Mexican architects and interior designers Agraz Arquitectos have created the Mountain House project. The contemporary mountain home can be found in the Santa Anita Golf Club of Tlajomulco in Jalisco, Mexico.

According to the architects: Never has a name been more appropriate. The Mountain explains the implicit challenge in this project: a piece of land with a highly accentuated slope that obliges full respect.

“Being the last terrain of the Santa Anita suburb in both, lateral and back limits, it is exempted of any vicinity whatsoever, other than that of the La Primavera forest at its highest peak. Nevertheless it is somehow whimsical because even though it is generous in matters of space area, its street front is barely 12 meters wide. Therefore this condition commands the entire brief.

“Parking and pedestrian walk entries are thus placed there, and knowing beforehand this is the way the project is going to develop, the rest is about stealing spaces from the mountain according to the client’s will and the site inspiration.

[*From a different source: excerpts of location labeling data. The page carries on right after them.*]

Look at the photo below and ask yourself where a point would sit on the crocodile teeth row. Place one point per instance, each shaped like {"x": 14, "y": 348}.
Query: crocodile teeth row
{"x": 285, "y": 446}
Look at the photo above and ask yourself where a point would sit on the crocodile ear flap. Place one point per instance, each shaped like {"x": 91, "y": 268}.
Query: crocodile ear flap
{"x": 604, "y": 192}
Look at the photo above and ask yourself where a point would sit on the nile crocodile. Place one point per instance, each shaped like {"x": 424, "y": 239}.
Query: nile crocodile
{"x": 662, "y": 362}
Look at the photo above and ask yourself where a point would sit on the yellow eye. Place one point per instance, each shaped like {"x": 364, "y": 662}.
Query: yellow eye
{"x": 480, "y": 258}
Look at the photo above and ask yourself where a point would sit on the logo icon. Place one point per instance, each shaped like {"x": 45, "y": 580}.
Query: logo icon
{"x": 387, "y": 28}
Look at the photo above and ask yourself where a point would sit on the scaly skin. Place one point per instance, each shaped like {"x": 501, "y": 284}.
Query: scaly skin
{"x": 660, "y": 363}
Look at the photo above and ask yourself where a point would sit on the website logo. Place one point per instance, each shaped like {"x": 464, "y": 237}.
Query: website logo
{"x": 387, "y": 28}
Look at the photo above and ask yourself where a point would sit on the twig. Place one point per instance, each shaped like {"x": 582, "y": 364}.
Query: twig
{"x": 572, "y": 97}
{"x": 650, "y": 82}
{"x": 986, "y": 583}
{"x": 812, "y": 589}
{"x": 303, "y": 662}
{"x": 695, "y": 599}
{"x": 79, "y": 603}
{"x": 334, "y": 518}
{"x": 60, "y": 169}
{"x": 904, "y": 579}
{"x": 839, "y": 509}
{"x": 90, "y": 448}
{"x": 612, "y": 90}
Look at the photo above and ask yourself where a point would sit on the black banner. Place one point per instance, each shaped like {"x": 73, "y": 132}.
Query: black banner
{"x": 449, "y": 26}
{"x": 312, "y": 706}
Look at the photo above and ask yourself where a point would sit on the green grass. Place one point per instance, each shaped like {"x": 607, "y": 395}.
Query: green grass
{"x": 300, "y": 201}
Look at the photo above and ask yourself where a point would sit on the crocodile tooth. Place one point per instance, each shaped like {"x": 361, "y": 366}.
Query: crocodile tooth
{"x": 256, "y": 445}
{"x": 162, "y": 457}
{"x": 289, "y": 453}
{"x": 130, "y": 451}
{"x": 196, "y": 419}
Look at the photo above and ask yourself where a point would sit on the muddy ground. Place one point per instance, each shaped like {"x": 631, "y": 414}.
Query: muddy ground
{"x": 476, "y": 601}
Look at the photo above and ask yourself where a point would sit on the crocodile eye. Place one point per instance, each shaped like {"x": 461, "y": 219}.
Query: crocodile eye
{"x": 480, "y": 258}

“The house sets into the slope making its topography inhabitable and this is how the project upholds in four levels: the first one for the automobiles, the next one for social areas (kitchen, living and dinning rooms), third one for main bedroom next to family room, and last, a fourth one destined for boy and girl bedrooms which have the most privileged views due to their location in the highest peak of the terrain.

“The four platform programme required a connecting element, which is why a long and windy stairway picks up each one of the floors, and in parallel, a diagonal elevator gives easiness to tough distances.

“Due to the brief, the house hosts in its center one of the family’s most precious places: the wine cellar. Perfectly set within the mountain, it fulfills all the requirements to be so: controlled temperature, humidity and lighting, whereas it allows place for a wine bar and the capacity to add up to other public areas such as dinning and living room by a retractile door piece.”